Wie alles anfing
Angefangen hat Monkly nicht mit einem Businessplan, sondern mit Frust. Meine Frau und ich wollten einfach einen Ort, an dem unser gemeinsames Leben zusammenläuft. Termine, Aufgaben, Einkäufe, all die kleinen Dinge, die einen Haushalt ausmachen.
Also haben wir getestet, und zwar viel. Es gibt durchaus Apps, die sich extra an Familien und Haushalte richten. Nur konnten die meisten am Ende doch nur diese eine Sache, und dann oft nicht mal die richtig. Einzelne Funktionen waren unschön gelöst oder von der Logik her einfach verwirrend.
Selbst die kleinen Dinge waren erstaunlich kompliziert. Es gab Listen-Apps, bei denen man erst festlegen musste, was für eine Liste das eigentlich sein soll, und sich in das ganze System einarbeiten musste, bevor man „Milch“ notieren konnte. Für etwas, das eigentlich gar keine Anleitung braucht.
Und die Alternative war genauso mühsam: für jeden Bereich eine eigene App, zehn Logins, Zettel am Kühlschrank, und trotzdem das Gefühl, den Überblick zu verlieren.
Also bauen wir es selbst
Irgendwann kam der Gedanke, der alles verändert hat: Das können wir doch besser. Und ich bin ohnehin Entwickler.
Statt die nächste App zu testen, habe ich 2024 angefangen, unsere eigene zu bauen. Die erste Zeile Code statt der nächste Download. Von da an war klar, ich baue die Haushalts- und Familien-App, die wir uns selbst gewünscht hätten. Eine, die alles kann, was zum Organisieren eines gemeinsamen Alltags dazugehört.
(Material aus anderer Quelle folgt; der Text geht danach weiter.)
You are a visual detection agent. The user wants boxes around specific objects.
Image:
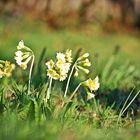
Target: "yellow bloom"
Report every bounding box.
[46,50,72,81]
[17,40,25,50]
[84,76,100,92]
[0,61,15,78]
[56,53,66,62]
[47,69,59,80]
[46,60,54,69]
[87,92,95,100]
[18,56,32,70]
[15,40,33,70]
[65,49,72,63]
Ich baue die App, die wir uns selbst gewünscht hätten. Und wir benutzen sie jeden Tag.
Was Monkly ist
Monkly ist der ruhige Ort für alles, was zu einem Haushalt gehört. Kalender, Aufgaben, Listen und vieles mehr, in einer App, ohne zehn Logins und ohne Zettel am Kühlschrank.
Nicht überladen, nicht laut, keine grellen Badges und keine Meldungen, die ständig nach Aufmerksamkeit schreien. Wir glauben, Organisation darf leise sein. Du öffnest die App, siehst was ansteht, und machst sie wieder zu.
Warum uns Datenschutz wichtig ist
Eine Sache war von Anfang an klar: Eure Daten bleiben bei euch. Wir alle kennen die Geschichten darüber, was passiert, wenn Daten gestohlen werden, und was sich danach damit anstellen lässt.
Für eine App, die den ganzen Alltag einer Familie kennt, ist das kein Detail, sondern das Fundament. Deshalb liegen die Server in Deutschland, und eure Daten gehören euch, nicht uns und niemandem sonst.
Warum „Monkly“?
Der Name hat zwei kleine Seelen. Zum einen den inneren Monk, diese heimliche Liebe zur Ordnung, die wir alle ein bisschen haben. Zum anderen den Mond, für alles, was mit Kalender und dem Rhythmus eines Tages zu tun hat.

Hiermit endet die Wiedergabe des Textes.